Recuerdo que en los veranos que pasábamos en el pueblo, me encantaba ir con mi madre a las solanas que formaban las mujeres de la plaza. Era un gusto verlas hacer ganchillo y escucharlas hablar. Hablaban de sus cosas, de las cosas de antes, de sus juventudes, de sus vidas. Hasta aprendí a hacer ganchillo muy pequeña. Me enseñó una abuela de esas que son abuelas de todo el mundo.
No sé a qué responde esta atracción, es difícil poner en palabras las sensaciones que me causaban. No sé, había un calor especial, un sabor a espontaneidad, a vida vivida y aceptada, a sabia experiencia. A pesar de la dureza de sus vidas, se las veía satisfechas. Aprendieron a quedarse con lo bueno sin juzgar lo menos bueno. Y se acompañaban.

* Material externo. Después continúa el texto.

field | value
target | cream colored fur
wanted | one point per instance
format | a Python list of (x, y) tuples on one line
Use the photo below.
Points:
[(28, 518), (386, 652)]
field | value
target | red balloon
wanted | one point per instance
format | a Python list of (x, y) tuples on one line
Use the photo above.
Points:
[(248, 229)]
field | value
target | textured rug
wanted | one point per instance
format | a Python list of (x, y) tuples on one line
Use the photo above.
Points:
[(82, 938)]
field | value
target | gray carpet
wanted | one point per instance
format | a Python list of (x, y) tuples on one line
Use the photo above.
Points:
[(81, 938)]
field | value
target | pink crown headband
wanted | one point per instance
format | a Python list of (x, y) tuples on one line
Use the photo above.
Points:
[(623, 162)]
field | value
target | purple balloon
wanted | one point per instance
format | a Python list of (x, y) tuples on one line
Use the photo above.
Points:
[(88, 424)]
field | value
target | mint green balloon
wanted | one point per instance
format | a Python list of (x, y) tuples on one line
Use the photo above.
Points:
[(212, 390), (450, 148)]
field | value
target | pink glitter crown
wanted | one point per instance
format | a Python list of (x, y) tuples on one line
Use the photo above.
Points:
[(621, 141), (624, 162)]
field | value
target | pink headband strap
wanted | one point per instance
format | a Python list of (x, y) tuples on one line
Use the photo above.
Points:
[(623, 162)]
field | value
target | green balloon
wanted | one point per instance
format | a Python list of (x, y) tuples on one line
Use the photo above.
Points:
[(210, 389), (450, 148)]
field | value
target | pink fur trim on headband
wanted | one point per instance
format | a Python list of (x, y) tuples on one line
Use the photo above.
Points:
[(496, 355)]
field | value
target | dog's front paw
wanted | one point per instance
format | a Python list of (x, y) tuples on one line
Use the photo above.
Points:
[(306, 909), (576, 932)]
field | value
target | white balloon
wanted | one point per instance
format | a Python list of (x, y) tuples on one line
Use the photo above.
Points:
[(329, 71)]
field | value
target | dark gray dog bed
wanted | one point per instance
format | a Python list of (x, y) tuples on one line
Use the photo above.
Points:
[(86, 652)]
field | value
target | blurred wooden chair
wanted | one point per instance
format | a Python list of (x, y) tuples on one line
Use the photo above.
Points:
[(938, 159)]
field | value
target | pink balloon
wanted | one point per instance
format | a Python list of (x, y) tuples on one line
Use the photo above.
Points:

Aún recuerdo el sonido de la aguja en la bandeja mientras picoteaban y ataban los chorizos en las matanzas. Se ayudaban unas a otras. Se sentaban alrededor de la mesa camilla y con una maestría que me hipnotizaba, preparaban los chorizos (en mi pueblo se llama longaniza). Y tenían el detalle de hacernos, a las más pequeñas, pinganillos de longaniza pequeñitos, que después se metían en los rescoldos de la lumbre y sencillamente eran gloria bendita.
Me gustaba verlas.
Ahora ya casi no quedan, se han ido todas. Pero quedan sus hijas, que ya mayores también, toman el relevo. Ya no hacen ganchillo, es una pena. Pero aún sigo disfrutando al escucharlas. Mis hermanas mayores son las que conversan, a mi me gusta escuchar. Siempre hay alguien que me cuenta cosas de mi madre. De su vida cuando yo no la conocía.
Hoy he tenído otra visión de mi madre a través de la experiencia de mi prima (ya mayor). La hija de su hermana. Mi madre sabía acoger, lo hizo siempre. Ella recibió muchos desprecios en su vida, sin embargo los curó abriendo las puertas a todo el que quisiera entrar. Y doy fe, de que fueron muchos los que entraron.
Hemos hecho una pequeña solana esta tarde. Sentadas en la piedra que siempre hay a la puerta de una casa de pueblo. La genética se ha encargado de devolver a esas hermanas un hueco en el tiempo. Imposible no ver a mi tía en mi prima. Imposible no ver a mi madre en mi hermana y en mi.
Esto siempre me deja un saborcito rico.